When talking about change, Rangel said, “many ways we talk about change as if it’s a very simple process. That changing is a very simple process and this is probably what lends itself to the frustration we have, with others and ourselves, when we, or they, are not successful with change. We expect people to be able to change, however, the estimate is that 80 percent of all attempts at simple things to change fail.” Engaging the audience with questions about changing personal habits, Rangel was able to show that change was not simple and is indeed hard.
Rangel, through his powerpoint, showed pictures of himself as a child, detailing each step of his life that would lead up to his criminal actions, the abuse him and his siblings had suffered at the hands of their parents. He displayed an article about his brother being beaten with a by their mother.

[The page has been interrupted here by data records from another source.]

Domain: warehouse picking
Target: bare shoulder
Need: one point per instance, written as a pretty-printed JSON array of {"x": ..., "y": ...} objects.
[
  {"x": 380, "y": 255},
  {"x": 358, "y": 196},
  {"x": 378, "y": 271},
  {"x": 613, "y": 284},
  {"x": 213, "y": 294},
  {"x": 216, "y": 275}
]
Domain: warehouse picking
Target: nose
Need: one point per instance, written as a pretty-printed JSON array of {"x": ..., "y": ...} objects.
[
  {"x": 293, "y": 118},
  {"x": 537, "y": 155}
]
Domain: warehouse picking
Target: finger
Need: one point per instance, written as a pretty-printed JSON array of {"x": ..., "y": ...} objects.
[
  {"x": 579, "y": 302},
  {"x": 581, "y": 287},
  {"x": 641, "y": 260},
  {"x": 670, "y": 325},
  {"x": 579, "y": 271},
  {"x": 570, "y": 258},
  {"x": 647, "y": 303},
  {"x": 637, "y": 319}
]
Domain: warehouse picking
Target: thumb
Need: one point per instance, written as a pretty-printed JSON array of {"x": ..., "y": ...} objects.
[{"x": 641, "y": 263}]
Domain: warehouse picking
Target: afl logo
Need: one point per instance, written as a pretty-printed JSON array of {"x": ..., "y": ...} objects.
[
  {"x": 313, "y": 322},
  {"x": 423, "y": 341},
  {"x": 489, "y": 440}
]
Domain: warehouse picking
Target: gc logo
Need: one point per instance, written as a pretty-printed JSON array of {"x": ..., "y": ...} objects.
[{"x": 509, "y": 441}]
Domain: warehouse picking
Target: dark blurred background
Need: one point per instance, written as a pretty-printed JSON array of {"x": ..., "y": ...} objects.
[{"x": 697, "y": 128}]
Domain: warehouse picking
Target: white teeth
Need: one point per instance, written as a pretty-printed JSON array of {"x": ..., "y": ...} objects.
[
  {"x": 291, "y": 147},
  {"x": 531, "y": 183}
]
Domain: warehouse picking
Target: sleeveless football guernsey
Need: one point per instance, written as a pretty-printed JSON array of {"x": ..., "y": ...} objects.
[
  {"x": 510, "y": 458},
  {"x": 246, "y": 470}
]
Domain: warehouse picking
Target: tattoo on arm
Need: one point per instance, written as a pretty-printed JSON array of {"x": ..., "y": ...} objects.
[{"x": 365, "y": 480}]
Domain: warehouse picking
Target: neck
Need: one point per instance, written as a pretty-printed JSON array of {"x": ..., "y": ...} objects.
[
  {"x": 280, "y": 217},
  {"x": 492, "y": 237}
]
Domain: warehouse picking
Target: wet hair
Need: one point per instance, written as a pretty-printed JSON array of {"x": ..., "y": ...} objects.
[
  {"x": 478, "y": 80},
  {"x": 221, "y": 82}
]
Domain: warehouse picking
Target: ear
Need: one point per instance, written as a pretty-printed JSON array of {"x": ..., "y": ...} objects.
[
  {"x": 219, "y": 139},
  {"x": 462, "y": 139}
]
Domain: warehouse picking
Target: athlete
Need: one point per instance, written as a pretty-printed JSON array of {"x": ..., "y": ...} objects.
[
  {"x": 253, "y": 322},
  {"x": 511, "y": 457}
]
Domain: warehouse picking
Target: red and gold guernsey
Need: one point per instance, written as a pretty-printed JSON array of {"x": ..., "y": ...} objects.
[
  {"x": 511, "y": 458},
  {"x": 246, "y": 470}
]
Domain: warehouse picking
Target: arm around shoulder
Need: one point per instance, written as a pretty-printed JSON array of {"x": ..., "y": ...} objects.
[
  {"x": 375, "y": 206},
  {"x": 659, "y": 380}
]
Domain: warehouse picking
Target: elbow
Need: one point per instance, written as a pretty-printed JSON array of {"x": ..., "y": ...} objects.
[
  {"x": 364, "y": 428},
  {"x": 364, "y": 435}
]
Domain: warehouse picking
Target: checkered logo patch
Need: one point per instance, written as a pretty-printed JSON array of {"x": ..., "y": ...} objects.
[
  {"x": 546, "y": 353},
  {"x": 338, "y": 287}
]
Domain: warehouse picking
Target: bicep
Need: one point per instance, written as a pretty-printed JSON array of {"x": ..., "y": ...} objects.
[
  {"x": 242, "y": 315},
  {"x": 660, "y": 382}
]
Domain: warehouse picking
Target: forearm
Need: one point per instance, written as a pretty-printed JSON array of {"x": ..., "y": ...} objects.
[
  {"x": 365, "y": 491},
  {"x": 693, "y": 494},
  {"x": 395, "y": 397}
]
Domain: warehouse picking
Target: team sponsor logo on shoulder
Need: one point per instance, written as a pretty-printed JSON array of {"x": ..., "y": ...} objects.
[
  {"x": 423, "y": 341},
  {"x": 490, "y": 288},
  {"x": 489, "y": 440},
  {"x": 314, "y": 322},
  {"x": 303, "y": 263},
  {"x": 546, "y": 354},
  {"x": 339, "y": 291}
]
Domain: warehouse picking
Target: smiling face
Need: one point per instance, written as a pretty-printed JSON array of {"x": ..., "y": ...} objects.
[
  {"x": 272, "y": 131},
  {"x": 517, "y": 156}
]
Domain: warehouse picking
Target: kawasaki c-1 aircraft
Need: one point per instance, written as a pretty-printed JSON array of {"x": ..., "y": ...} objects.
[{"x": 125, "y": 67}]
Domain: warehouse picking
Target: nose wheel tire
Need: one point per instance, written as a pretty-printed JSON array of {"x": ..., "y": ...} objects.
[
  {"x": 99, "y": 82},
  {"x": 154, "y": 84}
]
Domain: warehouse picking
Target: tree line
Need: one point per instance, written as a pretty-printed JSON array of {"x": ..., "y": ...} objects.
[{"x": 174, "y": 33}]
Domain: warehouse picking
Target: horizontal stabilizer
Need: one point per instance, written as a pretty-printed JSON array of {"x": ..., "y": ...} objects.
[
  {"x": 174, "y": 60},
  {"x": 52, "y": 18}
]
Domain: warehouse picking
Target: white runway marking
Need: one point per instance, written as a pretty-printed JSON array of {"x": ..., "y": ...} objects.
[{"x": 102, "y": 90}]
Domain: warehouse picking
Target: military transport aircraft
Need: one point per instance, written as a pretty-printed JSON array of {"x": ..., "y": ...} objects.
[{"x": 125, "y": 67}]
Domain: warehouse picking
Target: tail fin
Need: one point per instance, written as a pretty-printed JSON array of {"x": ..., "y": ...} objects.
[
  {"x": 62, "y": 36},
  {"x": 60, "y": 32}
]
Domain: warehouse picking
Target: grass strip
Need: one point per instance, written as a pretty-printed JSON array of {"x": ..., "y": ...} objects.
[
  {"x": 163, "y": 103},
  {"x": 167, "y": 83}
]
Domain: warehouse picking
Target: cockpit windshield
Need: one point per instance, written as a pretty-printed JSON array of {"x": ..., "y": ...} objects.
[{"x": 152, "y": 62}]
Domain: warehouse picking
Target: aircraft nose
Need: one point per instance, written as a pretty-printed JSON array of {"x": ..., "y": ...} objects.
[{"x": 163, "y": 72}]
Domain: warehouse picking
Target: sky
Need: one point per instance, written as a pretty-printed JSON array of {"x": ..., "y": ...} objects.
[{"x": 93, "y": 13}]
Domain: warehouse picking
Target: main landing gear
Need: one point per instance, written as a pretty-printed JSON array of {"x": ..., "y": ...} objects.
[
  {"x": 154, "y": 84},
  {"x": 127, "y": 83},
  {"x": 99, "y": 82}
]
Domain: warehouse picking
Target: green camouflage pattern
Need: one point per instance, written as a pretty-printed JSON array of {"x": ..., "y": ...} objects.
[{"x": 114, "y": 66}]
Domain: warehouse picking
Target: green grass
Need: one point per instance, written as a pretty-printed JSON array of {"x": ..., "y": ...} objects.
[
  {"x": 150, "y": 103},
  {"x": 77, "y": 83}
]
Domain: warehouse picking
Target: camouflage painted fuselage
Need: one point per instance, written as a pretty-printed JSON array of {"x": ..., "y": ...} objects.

“This article was written January 5th, 1969, and that the time of this picture my brother was twenty-months old. My mother had beaten my brother with a Tonka truck. She fractured his skull, he was a mass with bruises, he was in and out of consciousness and was bleeding from various wounds around his body. My mother was five months pregnant with me at that time,” Rangel said.
A brief silence followed those words as the audience soaked up the idea and emotional damage that was caused to Sammy Rangel before he was even born.
Rangel continued with his life story of being abused by his parents, of running away and being homeless by the age of fourteen, of his encounter with a prison race riot during his incarceration, to how he became aware of the situation around him and decided to change his life.
With passion in his voice, Rangel addressed the audience about the need to understand people before judging them, to listen instead of judge and to be willing to understand.
“Life After Hate is unique in the sense that we’re the only organization in the country whose created a safe space for these men and women to land on when they finally decide enough is enough. It’s creating a space they know exists for them,” Rangel said.
The importance of listening and understand was vocalized by Randall as he preceded to enlighten the audience on how little acts of understanding could change someone’s perspective.
“It wasn’t until someone came along and listened from that place that I’m sharing with you that I could let some of that defense down and start working on changing how hurt I was,” Rangel said.
Rangel wrote an autobiography titled “Fourbears: The Myths of Forgiveness” about his childhood and if you wish to know more about the group visit www.lifeafterhate.org.
“We cannot be resistant to the resistance, we cannot be hateful in the face of hate, we cannot be indifferent in the face of indifference, we cannot be hopeless in the face of hopelessness. Rather than asking or thinking somethings wrong with someone we need to understand that underneath this (criminal)behavior something is not working out well for this person and we need to try to understand what that is,” Rangel said.